Bath & Body Works will lay off 130 employees, mostly from leadership roles, as the retailer seeks to create organizational efficiencies by simplifying and realigning its operating structure. The announcement followed weak Q2 2022 results, with net sales of $1.6 billion, down 5% year-over-year.
The layoffs were part of a number of initiatives Bath & Body Works is pursuing to improve its financial performance and enable long-term growth, which also include pursuing cost-control actions and merchandise margin improvement opportunities.

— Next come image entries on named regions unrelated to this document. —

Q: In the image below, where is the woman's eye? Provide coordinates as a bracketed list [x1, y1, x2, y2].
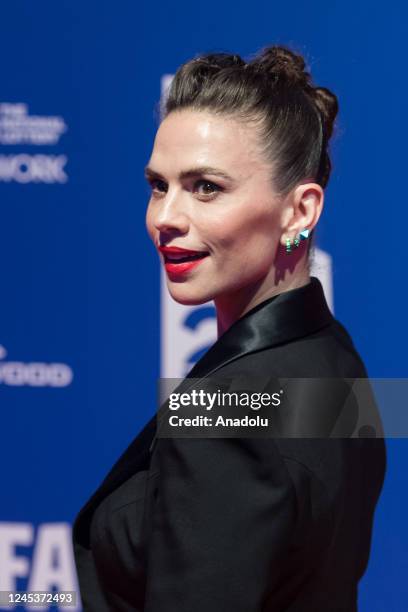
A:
[194, 180, 221, 195]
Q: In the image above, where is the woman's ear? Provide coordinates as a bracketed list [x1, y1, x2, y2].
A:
[281, 183, 324, 245]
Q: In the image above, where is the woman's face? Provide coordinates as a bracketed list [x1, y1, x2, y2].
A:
[146, 110, 283, 304]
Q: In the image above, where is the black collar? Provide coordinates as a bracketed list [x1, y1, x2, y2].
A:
[187, 276, 333, 378]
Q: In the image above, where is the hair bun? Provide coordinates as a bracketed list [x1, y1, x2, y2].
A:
[249, 45, 312, 88]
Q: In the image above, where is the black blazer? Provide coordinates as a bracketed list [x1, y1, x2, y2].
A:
[73, 277, 385, 612]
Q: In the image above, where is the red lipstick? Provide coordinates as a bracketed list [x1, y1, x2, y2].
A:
[158, 246, 209, 276]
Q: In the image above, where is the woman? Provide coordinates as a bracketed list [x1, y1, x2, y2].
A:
[73, 46, 385, 612]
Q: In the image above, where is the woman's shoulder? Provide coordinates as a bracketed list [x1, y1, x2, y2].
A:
[219, 318, 367, 378]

“We are leveraging the dynamic environment to better position ourselves to capture new opportunities and drive future growth,” said Sarah Nash, Interim CEO at Bath & Body Works in a statement. “While we are taking aggressive action to control costs and improve overall efficiencies, we remain focused on customer-facing investments, including the upcoming launch of our loyalty program throughout the U.S. Looking to the back half of the year, we believe that our planned Fall and Holiday assortments are well positioned to resonate with our customers, and our inventories are clean and forward facing.”

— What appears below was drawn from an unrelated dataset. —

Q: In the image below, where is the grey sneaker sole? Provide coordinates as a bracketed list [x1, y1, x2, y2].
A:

The retailer expects its combined actions to result in $30 million in savings during the second half of 2022. The company also expects to record severance and other charges of approximately $6 million in the third quarter of 2022 related to the organizational actions.

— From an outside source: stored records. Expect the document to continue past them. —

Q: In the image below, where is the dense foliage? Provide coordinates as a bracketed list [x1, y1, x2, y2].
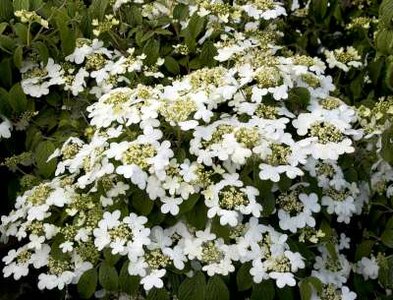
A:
[0, 0, 393, 300]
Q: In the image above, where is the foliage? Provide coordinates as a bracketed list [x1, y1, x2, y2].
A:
[0, 0, 393, 299]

Bath & Body Works is far from alone in making layoffs to help it survive a turbulent retail atmosphere. Other retailers that have recently let workers go include:
- ThredUP cut 15% of its corporate workforce and closed its processing center in Vernon Hills, Ill. to cut costs;
- Warby Parker also cut 15% of its corporate employees, or 63 people, to help it “operate in a more focused and nimble manner and to capitalize more efficiently on our highest impact opportunities,” according to a statement;
- Alibaba reportedly laid off close to 10,000 employees in anticipation of an economic downturn as lockdowns dampened China’s recovery; and
- Stitch Fix cut 15% of its salaried workforce, mostly in non-technology corporate and styling leadership roles, which will contribute to an expected $40 to $60 million in savings in FY2023.